[Date Prev][Date Next][Thread Prev][Thread Next]
[Date Index]
[Thread Index]
- Subject: Re: lpeg.U ?
- From: Sean Conner <sean@...>
- Date: Thu, 25 Jan 2018 20:03:05 -0500
It is at this point I'm going to ask what you are trying to accomplish
here, because it's coming across as an XY problem [1]. I also saw this you
posted on the forum linked to earlier [2]:
All of my code is for learning lpeg re, since many claimed that lpeg
can do everything lua pattern can do.
I do believe that LPeg can do everything that patterns can do, but nothing
in that statement says anything about speed or ease.
With that said ...
It was thus said that the Great albertmcchan once stated:
> pat = re.compile "{g <- .g / &'and' }" -- lua pattern "(.*)and"
> = lpeg.pcode( pat ) -- using debug version of lpeg
>
> i noticed its pcode has a "behind 3" instruction to not consume the last 'and'
I didn't find this lpeg.pcode() function. There is an lpeg.ptree()
function, and the re expression above generates:
[1 = g ]
capture kind: 'simple' key: 0
grammar 1
rule n: 0 key: 1
choice
seq
any
call key: 1 (rule: 0)
and
seq
char 'a'
seq
char 'n'
char 'd'
I'm not sure what you mean by "behind 3" instruction.

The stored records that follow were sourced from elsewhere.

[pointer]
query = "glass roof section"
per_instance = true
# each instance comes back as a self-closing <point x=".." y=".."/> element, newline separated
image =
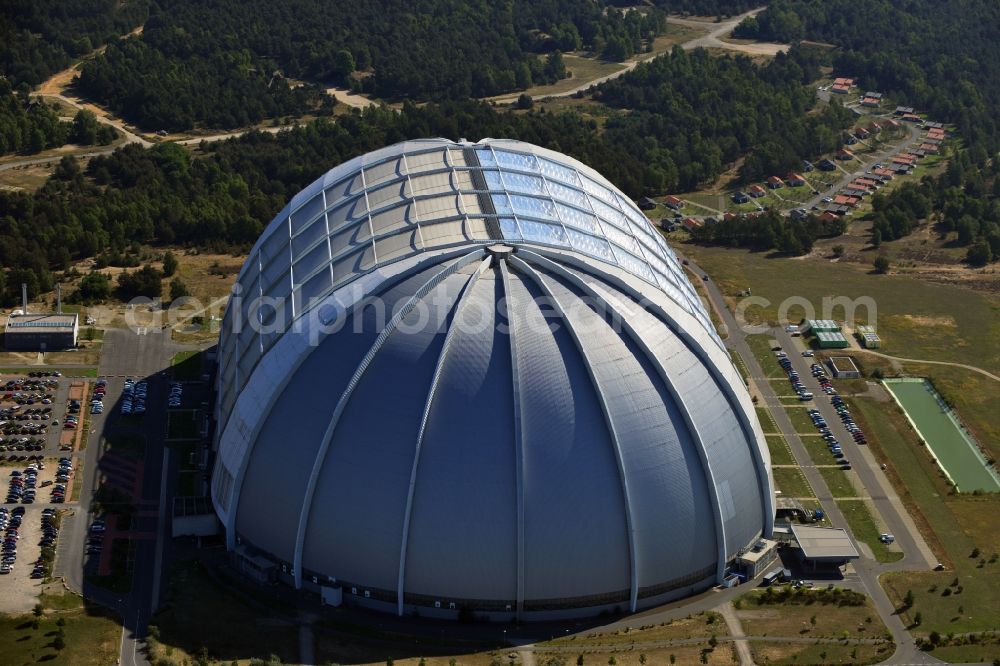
<point x="434" y="194"/>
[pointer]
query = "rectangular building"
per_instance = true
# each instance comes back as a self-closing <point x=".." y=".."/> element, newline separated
<point x="843" y="367"/>
<point x="831" y="340"/>
<point x="41" y="332"/>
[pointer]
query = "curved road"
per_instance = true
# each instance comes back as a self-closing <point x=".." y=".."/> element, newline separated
<point x="709" y="40"/>
<point x="883" y="497"/>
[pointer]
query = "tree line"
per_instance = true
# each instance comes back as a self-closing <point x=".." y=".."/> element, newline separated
<point x="29" y="125"/>
<point x="228" y="64"/>
<point x="42" y="37"/>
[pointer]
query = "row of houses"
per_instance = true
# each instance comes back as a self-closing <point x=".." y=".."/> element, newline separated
<point x="842" y="85"/>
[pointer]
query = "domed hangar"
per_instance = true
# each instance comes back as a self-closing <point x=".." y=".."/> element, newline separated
<point x="472" y="375"/>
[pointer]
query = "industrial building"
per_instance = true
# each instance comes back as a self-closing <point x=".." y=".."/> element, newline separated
<point x="821" y="325"/>
<point x="823" y="547"/>
<point x="41" y="332"/>
<point x="867" y="336"/>
<point x="490" y="387"/>
<point x="843" y="367"/>
<point x="831" y="340"/>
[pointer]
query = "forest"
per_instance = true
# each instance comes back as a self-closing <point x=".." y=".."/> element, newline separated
<point x="942" y="57"/>
<point x="223" y="199"/>
<point x="769" y="231"/>
<point x="30" y="126"/>
<point x="225" y="64"/>
<point x="42" y="37"/>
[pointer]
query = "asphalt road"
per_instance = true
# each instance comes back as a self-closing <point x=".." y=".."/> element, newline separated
<point x="868" y="570"/>
<point x="127" y="353"/>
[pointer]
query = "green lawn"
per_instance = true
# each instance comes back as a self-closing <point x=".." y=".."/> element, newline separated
<point x="916" y="318"/>
<point x="792" y="483"/>
<point x="958" y="524"/>
<point x="81" y="371"/>
<point x="818" y="450"/>
<point x="186" y="366"/>
<point x="766" y="422"/>
<point x="801" y="421"/>
<point x="760" y="346"/>
<point x="863" y="527"/>
<point x="90" y="636"/>
<point x="780" y="453"/>
<point x="838" y="482"/>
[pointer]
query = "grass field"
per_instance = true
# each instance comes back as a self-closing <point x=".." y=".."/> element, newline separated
<point x="792" y="483"/>
<point x="954" y="525"/>
<point x="838" y="481"/>
<point x="760" y="346"/>
<point x="801" y="421"/>
<point x="766" y="422"/>
<point x="780" y="453"/>
<point x="859" y="517"/>
<point x="66" y="371"/>
<point x="186" y="366"/>
<point x="916" y="318"/>
<point x="89" y="637"/>
<point x="793" y="617"/>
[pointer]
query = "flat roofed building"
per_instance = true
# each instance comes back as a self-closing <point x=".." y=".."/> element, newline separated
<point x="41" y="332"/>
<point x="831" y="340"/>
<point x="824" y="545"/>
<point x="843" y="367"/>
<point x="758" y="558"/>
<point x="822" y="325"/>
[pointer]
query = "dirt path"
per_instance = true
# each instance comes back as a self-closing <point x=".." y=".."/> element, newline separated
<point x="709" y="40"/>
<point x="736" y="630"/>
<point x="57" y="87"/>
<point x="714" y="38"/>
<point x="349" y="98"/>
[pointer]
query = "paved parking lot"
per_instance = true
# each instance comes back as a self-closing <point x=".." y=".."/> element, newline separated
<point x="18" y="591"/>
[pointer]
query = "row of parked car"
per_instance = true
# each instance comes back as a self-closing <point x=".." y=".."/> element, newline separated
<point x="95" y="537"/>
<point x="793" y="377"/>
<point x="23" y="485"/>
<point x="134" y="396"/>
<point x="10" y="523"/>
<point x="50" y="534"/>
<point x="831" y="441"/>
<point x="845" y="415"/>
<point x="176" y="391"/>
<point x="97" y="400"/>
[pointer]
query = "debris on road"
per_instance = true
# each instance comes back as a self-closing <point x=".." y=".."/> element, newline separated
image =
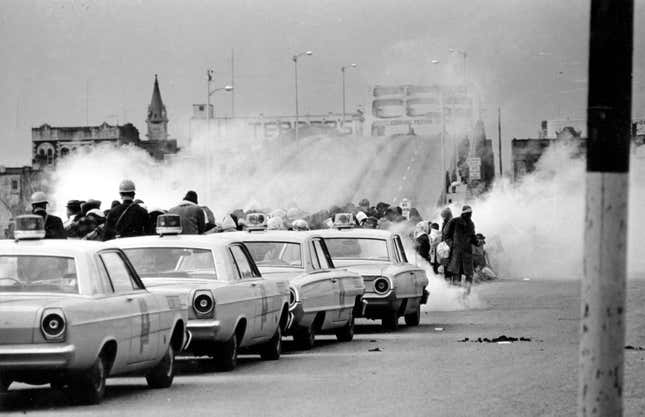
<point x="503" y="339"/>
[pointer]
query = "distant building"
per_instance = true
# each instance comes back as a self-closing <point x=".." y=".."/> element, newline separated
<point x="16" y="186"/>
<point x="49" y="143"/>
<point x="157" y="119"/>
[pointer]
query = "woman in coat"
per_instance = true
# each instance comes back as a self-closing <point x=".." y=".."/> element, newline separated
<point x="422" y="241"/>
<point x="461" y="232"/>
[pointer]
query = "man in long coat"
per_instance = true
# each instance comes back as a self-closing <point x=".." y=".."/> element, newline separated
<point x="461" y="232"/>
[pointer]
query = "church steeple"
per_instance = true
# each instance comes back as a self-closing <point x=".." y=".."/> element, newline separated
<point x="157" y="119"/>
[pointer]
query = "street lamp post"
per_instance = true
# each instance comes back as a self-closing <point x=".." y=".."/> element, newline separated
<point x="295" y="66"/>
<point x="464" y="55"/>
<point x="342" y="70"/>
<point x="210" y="73"/>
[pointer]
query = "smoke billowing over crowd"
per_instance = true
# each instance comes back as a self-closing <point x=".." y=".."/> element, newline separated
<point x="534" y="227"/>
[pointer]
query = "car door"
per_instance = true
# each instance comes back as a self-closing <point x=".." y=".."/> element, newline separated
<point x="139" y="307"/>
<point x="256" y="303"/>
<point x="406" y="281"/>
<point x="330" y="285"/>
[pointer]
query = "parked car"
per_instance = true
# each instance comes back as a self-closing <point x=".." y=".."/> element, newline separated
<point x="75" y="312"/>
<point x="232" y="305"/>
<point x="322" y="298"/>
<point x="393" y="287"/>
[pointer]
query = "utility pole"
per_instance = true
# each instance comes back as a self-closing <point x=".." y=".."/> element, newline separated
<point x="342" y="70"/>
<point x="233" y="84"/>
<point x="295" y="67"/>
<point x="602" y="340"/>
<point x="209" y="75"/>
<point x="443" y="149"/>
<point x="499" y="139"/>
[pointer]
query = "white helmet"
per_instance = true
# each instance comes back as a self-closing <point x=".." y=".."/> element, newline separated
<point x="300" y="225"/>
<point x="39" y="197"/>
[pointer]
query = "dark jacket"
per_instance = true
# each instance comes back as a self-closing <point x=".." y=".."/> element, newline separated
<point x="460" y="232"/>
<point x="423" y="246"/>
<point x="54" y="228"/>
<point x="192" y="218"/>
<point x="126" y="220"/>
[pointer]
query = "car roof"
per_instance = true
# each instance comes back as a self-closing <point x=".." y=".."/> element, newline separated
<point x="275" y="235"/>
<point x="57" y="247"/>
<point x="171" y="240"/>
<point x="356" y="232"/>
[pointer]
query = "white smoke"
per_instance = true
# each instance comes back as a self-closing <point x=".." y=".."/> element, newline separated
<point x="534" y="228"/>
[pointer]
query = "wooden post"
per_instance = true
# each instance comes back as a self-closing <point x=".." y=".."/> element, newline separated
<point x="605" y="249"/>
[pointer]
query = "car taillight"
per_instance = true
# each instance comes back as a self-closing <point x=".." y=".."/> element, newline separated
<point x="381" y="285"/>
<point x="293" y="297"/>
<point x="53" y="324"/>
<point x="203" y="302"/>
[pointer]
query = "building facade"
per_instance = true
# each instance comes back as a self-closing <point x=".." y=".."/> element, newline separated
<point x="50" y="143"/>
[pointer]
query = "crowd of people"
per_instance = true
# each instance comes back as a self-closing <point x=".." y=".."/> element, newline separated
<point x="452" y="248"/>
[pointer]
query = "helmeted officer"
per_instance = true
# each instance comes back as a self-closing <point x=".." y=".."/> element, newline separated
<point x="127" y="218"/>
<point x="53" y="225"/>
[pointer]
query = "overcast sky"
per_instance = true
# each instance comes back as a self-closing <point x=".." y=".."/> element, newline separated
<point x="527" y="56"/>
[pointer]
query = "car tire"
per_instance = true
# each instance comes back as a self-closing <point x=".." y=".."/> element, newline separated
<point x="346" y="333"/>
<point x="413" y="319"/>
<point x="4" y="384"/>
<point x="225" y="358"/>
<point x="305" y="338"/>
<point x="162" y="375"/>
<point x="271" y="350"/>
<point x="390" y="320"/>
<point x="89" y="387"/>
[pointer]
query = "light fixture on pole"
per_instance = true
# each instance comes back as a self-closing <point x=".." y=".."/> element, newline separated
<point x="210" y="74"/>
<point x="464" y="55"/>
<point x="342" y="70"/>
<point x="295" y="66"/>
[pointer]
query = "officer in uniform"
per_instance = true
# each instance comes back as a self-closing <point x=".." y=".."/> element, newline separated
<point x="127" y="218"/>
<point x="53" y="225"/>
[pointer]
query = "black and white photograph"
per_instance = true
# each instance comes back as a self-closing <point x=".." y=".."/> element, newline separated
<point x="321" y="208"/>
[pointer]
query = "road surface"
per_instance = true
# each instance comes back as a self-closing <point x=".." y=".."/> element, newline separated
<point x="415" y="372"/>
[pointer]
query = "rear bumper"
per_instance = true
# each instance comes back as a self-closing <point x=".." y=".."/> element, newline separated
<point x="36" y="356"/>
<point x="203" y="329"/>
<point x="296" y="314"/>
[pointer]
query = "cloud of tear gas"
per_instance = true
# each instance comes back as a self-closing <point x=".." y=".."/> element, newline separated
<point x="534" y="228"/>
<point x="314" y="174"/>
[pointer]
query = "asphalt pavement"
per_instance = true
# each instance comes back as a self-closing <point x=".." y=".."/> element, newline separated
<point x="422" y="371"/>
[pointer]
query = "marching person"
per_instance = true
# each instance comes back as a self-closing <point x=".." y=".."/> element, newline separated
<point x="54" y="228"/>
<point x="446" y="215"/>
<point x="461" y="231"/>
<point x="126" y="219"/>
<point x="435" y="239"/>
<point x="422" y="242"/>
<point x="193" y="221"/>
<point x="73" y="214"/>
<point x="97" y="220"/>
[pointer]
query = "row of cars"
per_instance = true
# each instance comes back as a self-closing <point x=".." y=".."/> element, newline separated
<point x="74" y="312"/>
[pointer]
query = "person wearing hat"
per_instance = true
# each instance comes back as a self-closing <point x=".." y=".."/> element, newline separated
<point x="96" y="221"/>
<point x="74" y="213"/>
<point x="461" y="231"/>
<point x="360" y="218"/>
<point x="127" y="218"/>
<point x="54" y="228"/>
<point x="193" y="219"/>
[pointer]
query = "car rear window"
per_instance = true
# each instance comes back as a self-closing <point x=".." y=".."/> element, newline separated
<point x="172" y="262"/>
<point x="275" y="254"/>
<point x="357" y="248"/>
<point x="35" y="273"/>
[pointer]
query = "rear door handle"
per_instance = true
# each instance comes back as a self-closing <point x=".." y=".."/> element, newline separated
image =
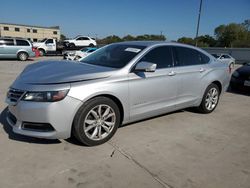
<point x="172" y="73"/>
<point x="202" y="70"/>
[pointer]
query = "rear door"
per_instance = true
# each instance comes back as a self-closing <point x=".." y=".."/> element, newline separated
<point x="50" y="45"/>
<point x="152" y="93"/>
<point x="82" y="41"/>
<point x="191" y="69"/>
<point x="7" y="48"/>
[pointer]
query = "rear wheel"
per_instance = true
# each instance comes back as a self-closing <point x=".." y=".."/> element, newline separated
<point x="96" y="121"/>
<point x="231" y="65"/>
<point x="23" y="56"/>
<point x="77" y="58"/>
<point x="72" y="45"/>
<point x="210" y="99"/>
<point x="41" y="52"/>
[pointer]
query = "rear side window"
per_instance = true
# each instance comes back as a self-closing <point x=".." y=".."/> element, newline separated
<point x="9" y="42"/>
<point x="22" y="43"/>
<point x="83" y="38"/>
<point x="187" y="56"/>
<point x="161" y="56"/>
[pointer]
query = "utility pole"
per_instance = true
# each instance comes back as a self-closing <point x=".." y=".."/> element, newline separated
<point x="198" y="24"/>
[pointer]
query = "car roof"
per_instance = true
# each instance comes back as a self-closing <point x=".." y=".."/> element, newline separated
<point x="153" y="43"/>
<point x="19" y="38"/>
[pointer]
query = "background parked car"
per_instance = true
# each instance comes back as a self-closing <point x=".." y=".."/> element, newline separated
<point x="76" y="55"/>
<point x="225" y="58"/>
<point x="16" y="48"/>
<point x="82" y="41"/>
<point x="241" y="78"/>
<point x="49" y="46"/>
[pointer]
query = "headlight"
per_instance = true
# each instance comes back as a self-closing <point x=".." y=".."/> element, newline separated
<point x="236" y="74"/>
<point x="45" y="96"/>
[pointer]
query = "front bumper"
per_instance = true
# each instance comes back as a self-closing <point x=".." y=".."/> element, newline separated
<point x="239" y="84"/>
<point x="59" y="115"/>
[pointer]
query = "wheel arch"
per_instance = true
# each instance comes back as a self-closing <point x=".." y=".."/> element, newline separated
<point x="112" y="97"/>
<point x="218" y="83"/>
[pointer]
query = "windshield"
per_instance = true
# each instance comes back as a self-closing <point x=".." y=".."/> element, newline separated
<point x="215" y="55"/>
<point x="114" y="55"/>
<point x="43" y="40"/>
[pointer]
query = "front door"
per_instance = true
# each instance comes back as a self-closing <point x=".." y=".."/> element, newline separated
<point x="152" y="93"/>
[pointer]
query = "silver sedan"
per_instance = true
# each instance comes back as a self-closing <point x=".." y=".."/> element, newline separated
<point x="118" y="84"/>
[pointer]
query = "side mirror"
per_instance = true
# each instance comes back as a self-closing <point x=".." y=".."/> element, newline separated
<point x="144" y="66"/>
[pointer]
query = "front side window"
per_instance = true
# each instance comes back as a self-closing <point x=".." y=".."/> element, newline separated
<point x="187" y="56"/>
<point x="9" y="42"/>
<point x="114" y="55"/>
<point x="49" y="41"/>
<point x="22" y="43"/>
<point x="161" y="56"/>
<point x="82" y="38"/>
<point x="225" y="56"/>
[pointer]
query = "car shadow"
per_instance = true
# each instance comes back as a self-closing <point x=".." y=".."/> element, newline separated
<point x="13" y="136"/>
<point x="30" y="59"/>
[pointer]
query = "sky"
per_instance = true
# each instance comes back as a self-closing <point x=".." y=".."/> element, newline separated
<point x="101" y="18"/>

> there is a lpeg.B function to do look-behind, but how to go back to it if B matched ?
>
> Is there a lpeg.U(n) (for undo n characters) or something similar ?
I think that lpeg.Cmt() can do something like that, but as I wrote in a
previous message [3] to Jonathan Goble:
> I think you are thinking about LPeg with the wrong mindset---yes, you can
> look for patters in text with LPeg [1] but it's for *parsing*---pulling out
> semantic information from text, rather than just patterns. I've written a
> lot of LPeg code [2], and not once have I needed a greedy, non-possessive
> repetition to parse text.
Now, back to your message:
> As an example of its usefulness, say # is lpeg re for undo 1 character
>
> REDO above re pattern, but without backtrack stack overflow problem:
> NOTE: I want to capture ALL except LAST 'and'
>
> pat = re.compile "{ (g <- 'and' / . [^a]* g)+ ### }"
>
> Without UNDO, I have to do this (likely much slower):
>
> pat = re.compile( "(g <- 'and' / . [^a]* g)+ -> drop3", {drop3 = function(s) return s:sub(1,-4) end} )
If you are looking for a final "and" (which ends the input), then this
works:
last_and = P"and" * P(-1)
char = R("\0\96","b\255")^1
+ -last_and * P"a"
pat = C((char)^0) * last_and
print(pat:match(string.rep("this and that land",400) .. "and"))
The wierd production of 'char' is to burn through large sequences of
charaters that don't contain the letter 'a'. It's probably faster than this
version:
last_and = P"and" * P(-1)
pat = C((P(1) - last_and)^0) * last_and
but I did not bother to benchmark it. Personally, I would probably use the
above version since it's easier to understand. If it became an issue, then
I might go with the version with 'char' and if that was still slow, then I
would take stock with what I'm really trying to accomplish and adjust
accordingly.
-spc (So, what is it you are really trying to do?)
[1] http://xyproblem.info/
[2] http://www.gammon.com.au/forum/?id=14149&reply=31#reply31
[3] http://lua-users.org/lists/lua-l/2017-10/msg00143.html